Everybody uses it as an emotional song for their emotional wedding slideshow, literally why???
If you look up the meaning, you'll see the song isn't really praising the Lord or whatever these people want, it's like they just heard "Hallelujah" and ignored everything else.
So now you have the bride and groom's smiling pictures scrolling by while the dude is rambling about "She tied you to a kitchen chair, She broke your throne and she cut your hair", WTF??? How come no one ever found this awkward???
Yeah I get it, Samson and Delilah, not really a good match for a wedding!
And it's overused to shit. Whatever deep meaning this song has, I cannot stand to hear it for the umpteenth time.
Especially not the music composing ramble of the opening verse.
Shut the fuck up about the the minor fall and the major lift.
Please use literally anything else for your photo montage I beg you.
Conversely, I absolutely LOVE that song.. However, I was introduced to it from the Leonard Cohen album it was originally released on. Everything after has been a crappy cover.

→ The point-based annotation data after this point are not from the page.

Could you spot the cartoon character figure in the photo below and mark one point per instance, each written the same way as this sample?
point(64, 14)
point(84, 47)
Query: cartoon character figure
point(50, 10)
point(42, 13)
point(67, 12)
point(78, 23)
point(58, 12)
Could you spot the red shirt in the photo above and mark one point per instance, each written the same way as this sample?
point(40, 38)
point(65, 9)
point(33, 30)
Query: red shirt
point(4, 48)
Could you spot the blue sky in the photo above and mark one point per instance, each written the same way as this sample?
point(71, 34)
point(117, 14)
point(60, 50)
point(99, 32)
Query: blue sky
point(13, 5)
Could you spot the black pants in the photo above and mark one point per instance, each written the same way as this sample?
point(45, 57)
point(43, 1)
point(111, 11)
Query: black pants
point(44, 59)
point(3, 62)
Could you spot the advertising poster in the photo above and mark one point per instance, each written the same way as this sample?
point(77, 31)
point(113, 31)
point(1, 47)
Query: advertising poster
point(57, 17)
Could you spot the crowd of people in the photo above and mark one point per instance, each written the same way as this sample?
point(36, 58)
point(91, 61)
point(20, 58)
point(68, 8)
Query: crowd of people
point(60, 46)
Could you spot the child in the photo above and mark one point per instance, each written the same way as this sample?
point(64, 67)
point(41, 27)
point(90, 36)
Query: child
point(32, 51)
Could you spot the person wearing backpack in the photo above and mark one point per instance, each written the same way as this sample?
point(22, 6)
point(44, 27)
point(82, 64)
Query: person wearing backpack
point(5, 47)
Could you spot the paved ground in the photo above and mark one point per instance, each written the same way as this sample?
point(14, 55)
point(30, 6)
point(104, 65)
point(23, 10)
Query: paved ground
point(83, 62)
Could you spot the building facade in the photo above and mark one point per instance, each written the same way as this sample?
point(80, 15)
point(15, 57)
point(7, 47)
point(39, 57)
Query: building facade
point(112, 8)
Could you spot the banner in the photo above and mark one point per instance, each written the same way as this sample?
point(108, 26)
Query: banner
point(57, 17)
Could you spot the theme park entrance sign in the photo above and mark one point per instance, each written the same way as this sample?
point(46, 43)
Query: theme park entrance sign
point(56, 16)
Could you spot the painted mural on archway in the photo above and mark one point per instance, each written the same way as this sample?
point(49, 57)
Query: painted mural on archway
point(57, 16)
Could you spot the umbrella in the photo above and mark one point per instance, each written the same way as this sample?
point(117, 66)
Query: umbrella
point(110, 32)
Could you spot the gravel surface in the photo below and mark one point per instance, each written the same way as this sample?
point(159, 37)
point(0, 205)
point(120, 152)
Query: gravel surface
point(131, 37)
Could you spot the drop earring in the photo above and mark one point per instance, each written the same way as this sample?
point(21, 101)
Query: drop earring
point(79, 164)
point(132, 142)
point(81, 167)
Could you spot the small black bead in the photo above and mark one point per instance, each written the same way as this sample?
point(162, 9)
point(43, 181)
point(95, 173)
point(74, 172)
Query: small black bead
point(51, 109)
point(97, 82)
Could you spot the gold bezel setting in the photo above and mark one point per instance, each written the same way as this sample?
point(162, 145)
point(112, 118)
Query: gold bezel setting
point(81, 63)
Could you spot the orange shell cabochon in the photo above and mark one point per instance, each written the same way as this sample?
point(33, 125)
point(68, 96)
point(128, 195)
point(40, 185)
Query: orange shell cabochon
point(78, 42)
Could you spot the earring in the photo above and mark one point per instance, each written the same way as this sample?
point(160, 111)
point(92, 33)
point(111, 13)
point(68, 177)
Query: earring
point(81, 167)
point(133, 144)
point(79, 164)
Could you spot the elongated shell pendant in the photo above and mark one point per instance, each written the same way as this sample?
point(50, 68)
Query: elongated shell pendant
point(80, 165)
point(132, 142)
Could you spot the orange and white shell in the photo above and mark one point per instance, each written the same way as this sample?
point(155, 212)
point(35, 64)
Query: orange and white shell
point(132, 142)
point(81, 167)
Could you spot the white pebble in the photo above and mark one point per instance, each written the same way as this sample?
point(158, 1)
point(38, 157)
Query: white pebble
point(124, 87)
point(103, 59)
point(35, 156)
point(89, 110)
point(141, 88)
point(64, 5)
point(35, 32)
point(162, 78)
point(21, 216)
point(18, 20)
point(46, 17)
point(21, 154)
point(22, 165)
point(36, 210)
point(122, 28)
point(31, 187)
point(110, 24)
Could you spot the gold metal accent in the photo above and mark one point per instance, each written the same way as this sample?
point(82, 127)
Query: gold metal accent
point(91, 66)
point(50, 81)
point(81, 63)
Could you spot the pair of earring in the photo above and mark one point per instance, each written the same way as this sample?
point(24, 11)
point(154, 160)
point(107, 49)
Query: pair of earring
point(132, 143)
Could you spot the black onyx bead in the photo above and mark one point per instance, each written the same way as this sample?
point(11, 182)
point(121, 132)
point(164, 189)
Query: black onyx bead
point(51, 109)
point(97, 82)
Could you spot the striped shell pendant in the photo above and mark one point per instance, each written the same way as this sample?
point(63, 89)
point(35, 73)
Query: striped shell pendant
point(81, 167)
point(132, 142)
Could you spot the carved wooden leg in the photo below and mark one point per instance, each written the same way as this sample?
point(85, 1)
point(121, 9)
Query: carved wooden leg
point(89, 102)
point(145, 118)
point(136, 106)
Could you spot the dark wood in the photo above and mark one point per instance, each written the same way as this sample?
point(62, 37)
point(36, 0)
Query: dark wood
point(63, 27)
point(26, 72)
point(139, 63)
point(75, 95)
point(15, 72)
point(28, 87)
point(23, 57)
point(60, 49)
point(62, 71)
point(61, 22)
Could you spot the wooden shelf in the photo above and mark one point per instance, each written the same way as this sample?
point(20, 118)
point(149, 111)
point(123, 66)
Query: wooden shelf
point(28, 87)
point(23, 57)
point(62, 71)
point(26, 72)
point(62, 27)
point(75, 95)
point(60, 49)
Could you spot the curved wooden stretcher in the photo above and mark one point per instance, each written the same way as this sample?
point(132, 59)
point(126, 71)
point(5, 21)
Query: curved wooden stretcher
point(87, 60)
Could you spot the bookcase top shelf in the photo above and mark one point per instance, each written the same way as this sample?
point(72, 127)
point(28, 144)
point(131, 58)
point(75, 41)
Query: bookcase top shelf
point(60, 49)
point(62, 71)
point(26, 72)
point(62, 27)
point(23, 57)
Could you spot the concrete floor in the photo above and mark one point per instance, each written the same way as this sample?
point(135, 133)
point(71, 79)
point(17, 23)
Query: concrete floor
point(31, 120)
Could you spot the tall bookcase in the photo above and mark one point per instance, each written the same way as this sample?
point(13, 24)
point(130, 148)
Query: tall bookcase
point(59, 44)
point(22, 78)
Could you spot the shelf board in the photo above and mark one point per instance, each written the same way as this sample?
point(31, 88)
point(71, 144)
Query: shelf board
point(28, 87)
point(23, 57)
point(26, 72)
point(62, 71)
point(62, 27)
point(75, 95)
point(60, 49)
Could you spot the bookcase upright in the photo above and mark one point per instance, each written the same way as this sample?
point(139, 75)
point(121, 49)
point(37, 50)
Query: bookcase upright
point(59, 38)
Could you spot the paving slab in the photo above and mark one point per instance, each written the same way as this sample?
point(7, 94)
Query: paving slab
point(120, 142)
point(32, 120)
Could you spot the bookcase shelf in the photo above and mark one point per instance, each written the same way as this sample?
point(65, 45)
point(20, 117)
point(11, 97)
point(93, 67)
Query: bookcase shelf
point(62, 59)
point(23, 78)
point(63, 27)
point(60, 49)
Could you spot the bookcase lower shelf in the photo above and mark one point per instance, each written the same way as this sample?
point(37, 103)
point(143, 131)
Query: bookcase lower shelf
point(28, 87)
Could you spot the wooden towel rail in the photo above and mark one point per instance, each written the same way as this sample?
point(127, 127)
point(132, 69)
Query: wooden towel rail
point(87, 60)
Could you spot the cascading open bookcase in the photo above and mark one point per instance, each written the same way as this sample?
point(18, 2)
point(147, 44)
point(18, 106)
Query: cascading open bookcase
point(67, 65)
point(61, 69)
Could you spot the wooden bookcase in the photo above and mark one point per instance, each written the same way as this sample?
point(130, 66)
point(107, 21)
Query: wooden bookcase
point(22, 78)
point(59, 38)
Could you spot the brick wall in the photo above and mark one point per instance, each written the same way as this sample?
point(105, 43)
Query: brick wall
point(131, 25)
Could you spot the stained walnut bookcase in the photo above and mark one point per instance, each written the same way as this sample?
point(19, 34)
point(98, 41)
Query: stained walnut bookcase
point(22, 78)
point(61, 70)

Cohen gives it the gravity it deserves, and you truly understand that it's not a religious song.
At least, not religious in the way the masses see it as. It's more the religion you find in a really great orgasm.
There's a Leonard Cohen documentary where he talks about it taking decades to write, verses that were added and lost, more explicit verses.... Leonard Cohen was amazing.
Even Eliott Smith's version?
Not familiar with it, but probably.
I also heard this song as a Cohen song.
As a interesting aside, he performed at the Isle of Wight festival. Before he performed, there started a riot on the Isle of Wight. Well, the beginnings of a riot but the producers of the production decided they needed to get Cohen on stage. So, at 1-2am in the morning, they bang on Cohen's trailer saying, "Mr Cohen, we need you out here!" Blah blah blah...
They are doing this and the crowd is going bananas. Burning the stage, lighting shit on fire in the audience, you know, the general shit you might do in an inattentive security force (I can't speak to that). So, the crowd was kinda out of control.
So, Cohen comes out and he's got slippers on, his PJs, he's dressed for bed. And he gets on stage and looks out at everyone and he says, "Does everyone here have a match?"
And everyone is astounded at this statement because of course, everyone has a match?!?
Cohen says, "Can everyone who has a match, light it?"
Everyone lights their match.
"Take a look around, all those matches are people."
Then he started to play his first song, no idea which one. The crowd calmed down and took care of people the rest of the weekend. They didn't light the stage of fire again, they didn't burn any cars. It was a very peaceful concert, because of Leonard Cohen.
I love this story about Cohen so much because he could be a performer and a calmer.